Ramón Soto Vargas sufrió una terrible cogida en la Maestranza sevillana en 1992, ante una res del Conde de la Maza llamado 'Avioncito'. El 1 de mayo anterior había matado un toro, también en el corazón, a Montoliú en el mismo coso. Ramón era un gitano tímido, de esos que hablaban poco, pero que decían mucho con la expresión de su mirada. Extraordinario banderillero, le recuerdo lancear con el capote, con delicado temple, a los toros bruscos y salir airoso con las banderillas, pues era lucido sin querer lucirse, de esos que jamás buscaban el aplauso. De su calidad dice mucho los toreros con los que iba, pues figuró en las cuadrillas de Antoñete, Curro Romero y Rafael de Paula. Pocos pueden presumir de haber ido con los genios.

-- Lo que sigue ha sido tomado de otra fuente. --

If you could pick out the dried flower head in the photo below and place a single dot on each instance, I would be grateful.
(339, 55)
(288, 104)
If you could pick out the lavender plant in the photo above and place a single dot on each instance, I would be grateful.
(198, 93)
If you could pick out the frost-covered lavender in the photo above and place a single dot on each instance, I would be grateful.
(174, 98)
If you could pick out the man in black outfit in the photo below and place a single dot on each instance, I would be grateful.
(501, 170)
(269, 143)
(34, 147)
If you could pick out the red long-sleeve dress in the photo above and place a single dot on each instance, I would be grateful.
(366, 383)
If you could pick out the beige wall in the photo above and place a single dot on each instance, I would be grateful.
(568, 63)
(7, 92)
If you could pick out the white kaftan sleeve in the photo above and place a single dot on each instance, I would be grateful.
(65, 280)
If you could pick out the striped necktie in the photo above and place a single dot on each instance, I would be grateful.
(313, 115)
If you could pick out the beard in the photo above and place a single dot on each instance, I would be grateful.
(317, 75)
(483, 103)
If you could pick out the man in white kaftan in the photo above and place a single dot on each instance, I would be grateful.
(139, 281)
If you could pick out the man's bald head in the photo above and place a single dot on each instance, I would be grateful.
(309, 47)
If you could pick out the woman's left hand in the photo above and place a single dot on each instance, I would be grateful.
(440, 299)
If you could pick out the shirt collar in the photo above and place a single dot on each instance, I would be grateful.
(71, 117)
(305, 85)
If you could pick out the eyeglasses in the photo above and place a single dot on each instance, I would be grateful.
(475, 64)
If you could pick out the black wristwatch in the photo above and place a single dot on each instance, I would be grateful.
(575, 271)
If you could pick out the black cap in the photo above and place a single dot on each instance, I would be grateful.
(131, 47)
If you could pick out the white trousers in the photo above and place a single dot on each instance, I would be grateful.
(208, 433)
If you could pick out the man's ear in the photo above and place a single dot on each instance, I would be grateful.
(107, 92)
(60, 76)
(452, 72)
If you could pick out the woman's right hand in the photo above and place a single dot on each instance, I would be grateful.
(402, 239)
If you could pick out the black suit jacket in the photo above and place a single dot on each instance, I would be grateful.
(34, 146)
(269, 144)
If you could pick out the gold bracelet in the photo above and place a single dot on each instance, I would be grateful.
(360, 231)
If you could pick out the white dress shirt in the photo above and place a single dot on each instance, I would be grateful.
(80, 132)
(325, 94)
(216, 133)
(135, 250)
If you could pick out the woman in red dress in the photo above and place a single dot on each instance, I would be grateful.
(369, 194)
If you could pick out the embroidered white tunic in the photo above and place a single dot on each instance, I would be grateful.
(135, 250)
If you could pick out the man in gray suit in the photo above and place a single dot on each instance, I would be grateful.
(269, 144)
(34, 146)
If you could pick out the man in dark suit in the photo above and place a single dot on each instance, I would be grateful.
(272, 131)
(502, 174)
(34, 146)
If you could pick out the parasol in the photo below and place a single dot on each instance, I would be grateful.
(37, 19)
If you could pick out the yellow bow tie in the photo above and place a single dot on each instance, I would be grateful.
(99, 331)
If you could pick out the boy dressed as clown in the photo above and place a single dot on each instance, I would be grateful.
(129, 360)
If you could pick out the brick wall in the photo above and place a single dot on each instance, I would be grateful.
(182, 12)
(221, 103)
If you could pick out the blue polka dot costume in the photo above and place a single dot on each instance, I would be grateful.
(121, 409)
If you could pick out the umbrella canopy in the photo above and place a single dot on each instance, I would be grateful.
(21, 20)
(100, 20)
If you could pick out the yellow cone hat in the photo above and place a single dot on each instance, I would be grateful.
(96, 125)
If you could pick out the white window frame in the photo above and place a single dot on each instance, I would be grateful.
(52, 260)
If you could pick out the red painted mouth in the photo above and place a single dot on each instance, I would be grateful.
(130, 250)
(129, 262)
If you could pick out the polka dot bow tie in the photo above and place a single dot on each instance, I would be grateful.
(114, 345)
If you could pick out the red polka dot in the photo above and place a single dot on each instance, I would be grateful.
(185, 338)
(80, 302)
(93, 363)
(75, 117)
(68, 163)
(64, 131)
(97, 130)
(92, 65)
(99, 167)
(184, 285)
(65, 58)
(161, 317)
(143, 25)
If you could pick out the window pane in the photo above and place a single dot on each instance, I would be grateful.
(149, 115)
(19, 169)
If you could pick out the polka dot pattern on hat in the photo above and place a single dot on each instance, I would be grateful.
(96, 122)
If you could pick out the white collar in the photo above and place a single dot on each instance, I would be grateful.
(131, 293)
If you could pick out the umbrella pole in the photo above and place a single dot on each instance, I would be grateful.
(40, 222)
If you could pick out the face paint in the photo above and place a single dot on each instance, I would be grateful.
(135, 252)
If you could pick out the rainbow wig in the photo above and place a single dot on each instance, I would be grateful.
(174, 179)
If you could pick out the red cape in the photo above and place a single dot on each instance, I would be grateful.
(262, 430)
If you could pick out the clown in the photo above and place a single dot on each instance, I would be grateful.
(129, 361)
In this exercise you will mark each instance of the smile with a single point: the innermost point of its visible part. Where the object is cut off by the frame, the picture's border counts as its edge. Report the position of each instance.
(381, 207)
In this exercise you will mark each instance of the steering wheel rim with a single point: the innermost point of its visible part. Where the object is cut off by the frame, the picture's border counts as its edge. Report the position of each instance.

Ramón nació en Camas, un 4 de marzo de 1953. Su padre fue novillero, al igual que él, aunque pronto decidió cambiar el oro por la plata, y fue ahí donde se hizo un banderillero ilustre. Su fina figura, su aceitunada tez, sus ojos chispeantes y su siempre triste expresión me transmitían una enorme sensibilidad.

Tuve la satisfacción de conocerle en los años en los que iba con Rafael, y doy fe de su simpatía y de su gallarda bondad como hombre. Su muerte fue una caída de estrellas en la noche, un feroz golpe que a todo el mundo taurino dejó completamente enmudecido.

Y es que la muerte en los pitones viene rítmica y galopantemente callada, callada para no ser escuchada con su oscura claridad, con su dolorosa luz primitiva y salvaje. El toro que mata no es un asesino, sino un toro, pues como bravo que es acomete para coger, y si puede. matar. La sangre de Ramón, como la de Montoliú, como la del Coli y tantos otros, es la verdad del toreo, esa que nunca debemos olvidar.